The use of exogenous gonadotrophins is to overcome the FSH threshold required for follicular development. Follicle-stimulating hormone is the key gonadotrophic hormone for follicular development. In women with hypogonadotrophic hypogonadism, a preparation containing both FSH and luteinising hormone gives better outcome than purely FSH because luteinising hormone is required for ovarian steroidogenesis to achieve optimal endometrial proliferation. In these women, luteal phase support is necessary.

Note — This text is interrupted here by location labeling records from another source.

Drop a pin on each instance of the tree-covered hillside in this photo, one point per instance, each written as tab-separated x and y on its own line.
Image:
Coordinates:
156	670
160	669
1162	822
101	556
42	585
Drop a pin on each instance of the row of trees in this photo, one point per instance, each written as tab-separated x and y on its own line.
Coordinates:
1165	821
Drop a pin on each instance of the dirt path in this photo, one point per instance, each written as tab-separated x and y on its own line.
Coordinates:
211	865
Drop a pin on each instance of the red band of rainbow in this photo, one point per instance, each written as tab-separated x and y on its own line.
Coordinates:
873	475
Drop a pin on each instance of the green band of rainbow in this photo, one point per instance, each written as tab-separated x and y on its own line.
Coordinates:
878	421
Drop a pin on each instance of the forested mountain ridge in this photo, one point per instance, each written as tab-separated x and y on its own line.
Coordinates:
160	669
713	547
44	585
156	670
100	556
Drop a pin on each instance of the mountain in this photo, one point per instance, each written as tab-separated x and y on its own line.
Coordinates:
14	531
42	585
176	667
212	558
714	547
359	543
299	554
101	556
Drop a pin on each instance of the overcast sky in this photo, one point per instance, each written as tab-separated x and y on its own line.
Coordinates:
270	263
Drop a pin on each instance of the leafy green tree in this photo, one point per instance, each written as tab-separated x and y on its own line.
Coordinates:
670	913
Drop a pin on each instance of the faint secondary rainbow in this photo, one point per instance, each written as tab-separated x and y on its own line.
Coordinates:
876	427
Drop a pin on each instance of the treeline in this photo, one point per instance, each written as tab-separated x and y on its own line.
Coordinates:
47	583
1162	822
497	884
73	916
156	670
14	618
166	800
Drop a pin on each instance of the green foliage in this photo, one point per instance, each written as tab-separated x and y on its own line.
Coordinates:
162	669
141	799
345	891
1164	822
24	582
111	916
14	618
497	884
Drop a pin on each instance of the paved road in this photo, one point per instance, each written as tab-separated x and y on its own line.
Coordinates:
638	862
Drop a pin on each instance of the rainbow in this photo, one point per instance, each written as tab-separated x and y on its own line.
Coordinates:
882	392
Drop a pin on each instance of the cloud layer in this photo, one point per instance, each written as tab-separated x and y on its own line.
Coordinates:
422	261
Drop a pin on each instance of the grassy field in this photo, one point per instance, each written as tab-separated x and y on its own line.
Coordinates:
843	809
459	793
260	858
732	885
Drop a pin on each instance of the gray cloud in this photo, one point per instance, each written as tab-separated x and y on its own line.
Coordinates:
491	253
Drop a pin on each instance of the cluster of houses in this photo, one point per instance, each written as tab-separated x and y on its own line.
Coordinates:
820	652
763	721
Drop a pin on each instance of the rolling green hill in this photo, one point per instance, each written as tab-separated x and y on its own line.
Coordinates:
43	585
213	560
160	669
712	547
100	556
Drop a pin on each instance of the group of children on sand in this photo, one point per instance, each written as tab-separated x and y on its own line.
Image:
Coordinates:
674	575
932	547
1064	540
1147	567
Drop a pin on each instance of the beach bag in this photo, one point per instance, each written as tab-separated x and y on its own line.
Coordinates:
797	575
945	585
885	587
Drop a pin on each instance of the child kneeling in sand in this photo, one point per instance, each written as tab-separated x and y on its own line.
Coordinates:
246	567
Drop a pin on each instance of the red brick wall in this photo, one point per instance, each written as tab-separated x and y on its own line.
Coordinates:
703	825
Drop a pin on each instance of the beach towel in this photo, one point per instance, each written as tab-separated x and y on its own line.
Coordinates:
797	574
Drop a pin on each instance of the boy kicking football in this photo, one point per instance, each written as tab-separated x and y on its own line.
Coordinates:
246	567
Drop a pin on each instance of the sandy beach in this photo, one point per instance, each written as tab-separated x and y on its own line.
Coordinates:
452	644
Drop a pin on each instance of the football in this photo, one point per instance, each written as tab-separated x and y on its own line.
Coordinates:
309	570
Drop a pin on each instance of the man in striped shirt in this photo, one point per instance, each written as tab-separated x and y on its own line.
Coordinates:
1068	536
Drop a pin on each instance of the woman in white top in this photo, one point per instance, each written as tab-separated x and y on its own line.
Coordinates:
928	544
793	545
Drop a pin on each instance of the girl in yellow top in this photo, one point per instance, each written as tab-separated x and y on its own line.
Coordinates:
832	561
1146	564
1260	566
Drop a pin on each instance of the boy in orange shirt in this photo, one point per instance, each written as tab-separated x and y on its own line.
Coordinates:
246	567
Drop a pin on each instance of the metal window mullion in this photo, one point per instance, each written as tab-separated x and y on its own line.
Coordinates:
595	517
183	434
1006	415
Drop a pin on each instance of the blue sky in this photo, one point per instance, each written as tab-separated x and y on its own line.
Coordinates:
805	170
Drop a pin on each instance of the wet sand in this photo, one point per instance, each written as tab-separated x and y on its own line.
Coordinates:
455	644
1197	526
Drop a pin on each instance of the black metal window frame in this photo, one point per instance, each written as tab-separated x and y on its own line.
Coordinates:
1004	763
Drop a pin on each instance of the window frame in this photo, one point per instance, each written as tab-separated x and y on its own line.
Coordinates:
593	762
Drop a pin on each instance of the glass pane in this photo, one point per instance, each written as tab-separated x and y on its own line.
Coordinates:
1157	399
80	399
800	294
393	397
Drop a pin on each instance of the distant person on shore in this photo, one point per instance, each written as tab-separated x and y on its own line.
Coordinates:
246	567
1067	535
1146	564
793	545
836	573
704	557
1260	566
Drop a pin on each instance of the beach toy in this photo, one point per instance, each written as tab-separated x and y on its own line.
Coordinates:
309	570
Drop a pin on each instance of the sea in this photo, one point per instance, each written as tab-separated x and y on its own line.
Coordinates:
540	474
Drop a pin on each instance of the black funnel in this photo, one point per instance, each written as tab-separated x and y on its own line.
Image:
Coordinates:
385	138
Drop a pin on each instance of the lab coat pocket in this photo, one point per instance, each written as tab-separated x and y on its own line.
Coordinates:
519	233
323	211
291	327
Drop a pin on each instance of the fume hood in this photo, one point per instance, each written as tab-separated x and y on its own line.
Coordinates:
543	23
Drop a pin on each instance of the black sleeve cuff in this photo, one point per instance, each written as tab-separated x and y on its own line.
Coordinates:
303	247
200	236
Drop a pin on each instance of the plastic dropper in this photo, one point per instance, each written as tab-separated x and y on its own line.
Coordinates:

Risk of ovarian cancer with ovulation- inducing agents

Concerns have been raised over the risk of ovarian malignancy after ovulation induction. A cohort study indicated a relative risk of 11.1 (95% CI 1.5 to 82) with long-term use of clomiphene citrate over 12 months. A collaborative analysis also showed an increased risk (OR 2.8; 95% CI 1.3 to 6.1) of invasive ovarian cancer in subfertile women who had used fertility drugs compared with fertile women. A meta-analysis showed a significantly higher risk of ovarian cancer in women exposed to fertility drugs compared with general population controls (OR 1.52; 95% CI 1.18 to 1.97), but not when compared with subfertile controls not exposed to fertility drugs. Indeed, treated infertile women had a tendency towards a lower incidence of ovarian cancer (OR 0.67; 95% CI 0.32 to 1.41) compared with untreated subfertile women. It suggested that subfertility itself rather than the use of fertility drugs is the risk factor for developing ovarian cancer. Another recent large cohort study in the Danish population reported a 46% higher risk of ovarian cancer in women attending the subfertility clinic compared with the general population after adjustment for parity. The overall risk of ovarian cancer was not significantly affected by the use of fertility drugs, including clomiphene citrate, GnRH and gonadotrophins. Overall, findings to date on ovarian cancer risk associated with fertility drug treatment seemed reassuring though not definitive.